We view the Virgin through a colonnade of columns which as mum explains “evoke the enclosed space of her womb”. Fra Angelico’s “architecture” is “solid and realistic in scale”. However, “Fra Angelico’s figures continue to be idealised and heavenly, delicately moulded like relief sculpture rather than solid and three dimensional.” It is the lightness and lack of solidity in his figures that perhaps most impresses me about Fra Angelico. G.K Chesterton described brilliantly how Fra Angelico’s represented his angels like “birds or almost like butterflies”. The friar had a deep and inspired understanding of humility.

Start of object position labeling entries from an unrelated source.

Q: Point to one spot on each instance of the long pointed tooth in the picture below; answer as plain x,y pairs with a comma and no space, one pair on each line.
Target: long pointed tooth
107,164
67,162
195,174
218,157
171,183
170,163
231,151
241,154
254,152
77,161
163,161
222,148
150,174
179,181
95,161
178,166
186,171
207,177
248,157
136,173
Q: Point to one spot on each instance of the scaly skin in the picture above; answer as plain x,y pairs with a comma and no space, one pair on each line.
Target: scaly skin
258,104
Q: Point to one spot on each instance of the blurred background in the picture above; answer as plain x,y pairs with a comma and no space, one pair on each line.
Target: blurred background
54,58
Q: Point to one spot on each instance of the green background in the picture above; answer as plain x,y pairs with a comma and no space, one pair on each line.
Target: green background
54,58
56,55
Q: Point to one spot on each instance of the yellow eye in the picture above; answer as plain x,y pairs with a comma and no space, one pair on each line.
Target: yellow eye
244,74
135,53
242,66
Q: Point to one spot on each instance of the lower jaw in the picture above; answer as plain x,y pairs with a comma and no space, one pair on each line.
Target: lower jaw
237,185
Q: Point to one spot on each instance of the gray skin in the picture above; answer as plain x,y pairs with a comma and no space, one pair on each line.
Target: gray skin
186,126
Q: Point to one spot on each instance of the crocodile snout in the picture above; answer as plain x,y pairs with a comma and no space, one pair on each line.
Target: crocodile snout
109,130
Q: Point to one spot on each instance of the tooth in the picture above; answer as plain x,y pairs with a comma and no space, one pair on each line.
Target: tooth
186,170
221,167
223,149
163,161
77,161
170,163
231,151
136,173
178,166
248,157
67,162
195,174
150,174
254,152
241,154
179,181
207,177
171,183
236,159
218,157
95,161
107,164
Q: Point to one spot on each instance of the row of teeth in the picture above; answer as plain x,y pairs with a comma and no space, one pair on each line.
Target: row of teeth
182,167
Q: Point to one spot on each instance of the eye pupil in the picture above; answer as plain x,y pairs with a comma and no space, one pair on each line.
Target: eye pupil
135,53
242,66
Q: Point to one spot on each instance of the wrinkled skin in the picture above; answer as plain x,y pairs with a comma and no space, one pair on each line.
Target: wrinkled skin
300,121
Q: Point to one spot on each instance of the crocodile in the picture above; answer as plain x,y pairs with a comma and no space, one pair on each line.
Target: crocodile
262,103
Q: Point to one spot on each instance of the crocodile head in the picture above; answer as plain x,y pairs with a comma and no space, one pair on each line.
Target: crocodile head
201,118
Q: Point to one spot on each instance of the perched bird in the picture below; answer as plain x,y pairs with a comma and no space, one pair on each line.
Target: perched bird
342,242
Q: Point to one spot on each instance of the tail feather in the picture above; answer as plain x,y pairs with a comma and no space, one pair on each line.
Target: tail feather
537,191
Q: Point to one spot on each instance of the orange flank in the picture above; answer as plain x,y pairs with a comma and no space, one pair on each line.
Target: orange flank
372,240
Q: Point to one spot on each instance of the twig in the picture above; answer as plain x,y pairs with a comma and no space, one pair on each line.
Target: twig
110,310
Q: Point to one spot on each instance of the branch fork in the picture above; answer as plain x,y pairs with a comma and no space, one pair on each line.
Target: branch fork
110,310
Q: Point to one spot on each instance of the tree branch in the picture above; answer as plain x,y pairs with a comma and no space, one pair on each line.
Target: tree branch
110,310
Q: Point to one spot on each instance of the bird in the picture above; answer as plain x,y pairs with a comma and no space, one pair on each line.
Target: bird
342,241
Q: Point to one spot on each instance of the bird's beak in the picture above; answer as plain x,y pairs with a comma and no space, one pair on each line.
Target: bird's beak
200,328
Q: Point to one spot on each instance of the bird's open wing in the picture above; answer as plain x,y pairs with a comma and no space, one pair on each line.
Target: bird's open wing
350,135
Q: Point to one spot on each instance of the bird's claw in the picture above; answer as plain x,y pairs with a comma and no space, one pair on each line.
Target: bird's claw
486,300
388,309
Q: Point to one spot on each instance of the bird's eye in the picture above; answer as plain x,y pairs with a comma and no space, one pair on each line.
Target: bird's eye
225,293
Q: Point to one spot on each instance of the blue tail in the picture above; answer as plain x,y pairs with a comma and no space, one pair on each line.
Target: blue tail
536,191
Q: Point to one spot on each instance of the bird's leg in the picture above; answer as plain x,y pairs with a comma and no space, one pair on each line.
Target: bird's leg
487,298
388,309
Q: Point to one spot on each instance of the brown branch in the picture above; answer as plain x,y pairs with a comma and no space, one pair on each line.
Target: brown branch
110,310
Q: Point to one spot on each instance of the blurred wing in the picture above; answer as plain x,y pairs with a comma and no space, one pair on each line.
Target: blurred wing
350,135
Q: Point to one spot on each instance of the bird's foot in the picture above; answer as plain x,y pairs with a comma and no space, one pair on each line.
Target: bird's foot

I shall leave the final encomium  to my very knowledgeable mother:

“Fra Angelico was an innovator. The San Domenico altarpiece, as well as being a first in using linear perspective may also be the earliest example of a single field square altarpiece (pala).  However, as a churchman, Fra Angelico was also able to resist some modern innovations; for example, he retained a medieval colour scheme  and some of the ethereal idealisation of the Byzantine style. The naturalism of Renaissance art was a double-edged sword. On the one hand it could bring images alive and help the worshipper emotionally connect. On the other, it could secularise sacred art and attract the love of the viewer for surface appearance only. In the San Domenico Annunciation, Fra Angelico used rich symbolism and jewel-like colours to evoke the heavenly realm for the congregation. In the San Marco Annunciation, his style is more naturalistic, using simpler colours and a more ordinary looking, realistic setting. Rather than presenting the Virgin as Queen of Heaven, Fra Angelico emphases her humanity, perhaps inviting his fellow friars to identify with her. However, unlike the High Renaissance masters such as Leonardo and Raphael,   Fra Angelico does not end up ‘psychologising’ and humanising his message. If anything, the spirituality of the painting is intensified – there are no trappings between the message of God and the Virgin’s frank acceptance of it.”